如何在 PySpark DataFrame 中强制进行特定分区？

Question

编辑 2022/02/18：几年后我又回到了这个问题，我相信我下面的新解决方案比当前投票最高的解决方案性能要好得多。

假设我有一个包含列 partition_id:

的 DataFrame

n_partitions = 2

df = spark.sparkContext.parallelize([
    [1, 'A'],
    [1, 'B'],
    [2, 'A'],
    [2, 'C']
]).toDF(('partition_id', 'val'))

我如何重新分区 DataFrame 以保证 partition_id 的每个值都进入一个单独的分区，并且实际分区的数量与 partition_id 的不同值一样多？

如果我做一个散列分区，即 df.repartition(n_partitions, 'partition_id')，这保证了正确的分区数量，但由于散列冲突，一些分区可能是空的，而其他分区可能包含 partition_id 的多个值。

Answer 1

Python 和 DataFrame API 没有这样的选项。 Dataset 中的分区 API 不可插入，仅支持预定义的 .

您可以将数据转换为 RDD，使用自定义分区程序进行分区，然后读取转换回 DataFrame:

from pyspark.sql.functions import col, struct, spark_partition_id

mapping = {k: i for i, k in enumerate(
    df.select("partition_id").distinct().rdd.flatMap(lambda x: x).collect()
)}

result = (df
    .select("partition_id", struct([c for c in df.columns]))
    .rdd.partitionBy(len(mapping), lambda k: mapping[k])
    .values()
    .toDF(df.schema))

result.withColumn("actual_partition_id", spark_partition_id()).show()
# +------------+---+-------------------+
# |partition_id|val|actual_partition_id|
# +------------+---+-------------------+
# |           1|  A|                  0|
# |           1|  B|                  0|
# |           2|  A|                  1|
# |           2|  C|                  1|
# +------------+---+-------------------+

请记住，这只会创建特定的数据分布，不会设置可供 Catalyst 优化器使用的分区器。

Answer 2

之前接受的解决方案需要从 DataFrame 转换为 RDD 并返回，但由于需要重新分区，速度非常慢。

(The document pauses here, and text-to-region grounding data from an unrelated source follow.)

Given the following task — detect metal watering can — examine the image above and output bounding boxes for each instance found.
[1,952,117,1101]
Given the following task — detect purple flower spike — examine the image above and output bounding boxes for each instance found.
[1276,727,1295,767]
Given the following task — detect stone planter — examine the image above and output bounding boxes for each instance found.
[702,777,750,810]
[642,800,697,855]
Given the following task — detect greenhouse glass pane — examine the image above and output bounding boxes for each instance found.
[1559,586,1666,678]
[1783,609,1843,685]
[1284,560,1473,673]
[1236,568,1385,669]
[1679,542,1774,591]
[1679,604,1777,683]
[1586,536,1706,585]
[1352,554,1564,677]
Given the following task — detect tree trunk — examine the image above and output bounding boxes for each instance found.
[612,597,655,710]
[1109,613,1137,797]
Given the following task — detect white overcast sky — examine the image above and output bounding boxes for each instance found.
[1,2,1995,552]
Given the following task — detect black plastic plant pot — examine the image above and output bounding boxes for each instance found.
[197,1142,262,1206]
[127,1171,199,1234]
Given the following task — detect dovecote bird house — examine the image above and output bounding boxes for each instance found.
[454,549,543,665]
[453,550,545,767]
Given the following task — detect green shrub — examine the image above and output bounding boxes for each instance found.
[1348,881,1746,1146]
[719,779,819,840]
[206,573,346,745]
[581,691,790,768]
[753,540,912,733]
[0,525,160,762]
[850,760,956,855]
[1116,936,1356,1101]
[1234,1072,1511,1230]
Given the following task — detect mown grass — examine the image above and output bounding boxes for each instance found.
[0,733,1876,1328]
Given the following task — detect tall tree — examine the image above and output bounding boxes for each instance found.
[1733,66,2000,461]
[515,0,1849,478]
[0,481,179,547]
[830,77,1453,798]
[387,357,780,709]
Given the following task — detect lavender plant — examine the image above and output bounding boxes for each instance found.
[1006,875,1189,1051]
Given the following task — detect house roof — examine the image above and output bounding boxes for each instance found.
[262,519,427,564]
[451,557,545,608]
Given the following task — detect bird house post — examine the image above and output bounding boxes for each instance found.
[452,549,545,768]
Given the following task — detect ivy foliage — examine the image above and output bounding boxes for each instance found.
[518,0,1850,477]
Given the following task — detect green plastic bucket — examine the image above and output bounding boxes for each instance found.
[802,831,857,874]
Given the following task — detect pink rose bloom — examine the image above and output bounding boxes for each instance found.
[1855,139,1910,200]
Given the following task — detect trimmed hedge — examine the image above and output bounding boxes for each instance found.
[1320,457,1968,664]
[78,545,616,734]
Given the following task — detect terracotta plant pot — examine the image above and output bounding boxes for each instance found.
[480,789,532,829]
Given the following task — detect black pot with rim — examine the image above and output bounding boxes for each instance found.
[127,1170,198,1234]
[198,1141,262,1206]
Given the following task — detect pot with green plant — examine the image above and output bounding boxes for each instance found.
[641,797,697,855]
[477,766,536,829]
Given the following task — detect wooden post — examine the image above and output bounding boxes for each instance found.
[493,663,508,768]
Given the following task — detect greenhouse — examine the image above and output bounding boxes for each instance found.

下面给出的解决方案的性能要高得多——额外的 Spark 操作非常快，因此总体而言，它不需要 compute/shuffle 比简单的重新分区更多。

在高层次上，我们使用迭代算法来反转 Spark 的分区哈希，然后使用这个反转映射来创建新的分区键（当分区时）给出分区的预期分布。

import itertools

from pyspark.sql import Row
import pyspark.sql.functions as F

def construct_reverse_hash_map(spark, n_partitions, fact = 10):
    """
    Given a target number of partitions, this function constructs a
    mapping from each integer partition ID (0 through N-1) to an
    arbitrary integer, which Spark will hash to that partition ID.

    By using these new (seemingly arbitrary) integers as a column
    to repartition on, one can guarantee a 1-to-1 mapping of
    partition levels to the final partitions.

    Example return value, for n_partitions=10:

    {
        5: 80,
        9: 90,
        8: 94,
        7: 99,
        0: 92,
        1: 98,
        6: 87,
        2: 91,
        3: 85,
        4: 93
    }

    If one had a column in a dataframe with 10 unique values, 80, 90, 94,
    etc, and then partitioned on this column into 10 partitions, then
    every row with value 80 would go into partition 5, every row with
    value 90 would go into partition 9, and so on.

    :param spark: SparkSession object
    :param n_partitions: desired number of unique partitions
    :param fact: initial search space of IDs will be n_partitions*fact
    :return: dictionary mapping from sequential partition IDs to hashed
             partition IDs.
    """

    max_retries = 10
    for i in range(max_retries):
        bigger_factor = fact * 2 ** i
        hashes = (
            spark.createDataFrame([Row(orig_id=i) for i in list(range(n_partitions * bigger_factor))])
            .withColumn("h", F.hash("orig_id") % n_partitions)
            .select("orig_id", F.when(F.col("h") >= 0, F.col("h")).otherwise(F.col("h") + n_partitions).alias("new_id"))
        )
        n_unique_ids = hashes.groupBy("new_id").count().count()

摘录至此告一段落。